おじいちゃんとおばあちゃんは意図せずアダムとイブになったわけだけど、後悔しなくていいと思う。たしかに記憶を渡すことで知りたくなかった過去を知ることになるかもしれない。記憶をなくすことで後悔する人もいるかもしれない。
でもきっと渡してよかった、もらってよかった、そう思う人もいるはずだから。
それにね、こんなこといったら元も子もないんだけど、アダムとイブはリンゴを食べちゃったんだから! もし追放されずに楽園にアダムとイブがずっといたら、なんて想像しても仕方ないでしょ? 追放されちゃったんだから。記憶のキャンディがこの世に誕生してしまったんだから、もうしょうがないんだよ!
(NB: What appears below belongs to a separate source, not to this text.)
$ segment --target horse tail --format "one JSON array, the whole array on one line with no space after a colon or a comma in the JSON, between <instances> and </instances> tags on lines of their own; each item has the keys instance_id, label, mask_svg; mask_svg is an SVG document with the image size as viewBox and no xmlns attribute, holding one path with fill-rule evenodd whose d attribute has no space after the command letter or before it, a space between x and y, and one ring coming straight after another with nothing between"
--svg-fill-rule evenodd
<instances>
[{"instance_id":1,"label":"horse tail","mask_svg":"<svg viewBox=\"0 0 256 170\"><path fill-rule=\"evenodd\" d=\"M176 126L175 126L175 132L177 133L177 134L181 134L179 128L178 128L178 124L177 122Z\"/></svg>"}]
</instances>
だからアダムとイブの孫として私にできることは、できるだけ悪用されないように、できるだけ救われる人が出てくるように見守っていくことだと思うんだよね!
おばあちゃんの駄菓子屋は私が継ぐ予定。もし記憶のキャンディの作り方を知りたい人がいたら、教えるつもりなんだ。もちろん、記憶を失う代償のことも話すけどね!
だからね、どうか安らかに眠ってください。おじいちゃんが本当におばあちゃんを思っての行動だったのもわかるよ。おばあちゃんも、記憶をおじいちゃんに渡したことをもう責めないでください。後悔しなくていいんだよ。そして、私のことを見守っていてください。
天国でも二人でキャンディ食べて元気でね。ありがとう。あかりより愛を込めて。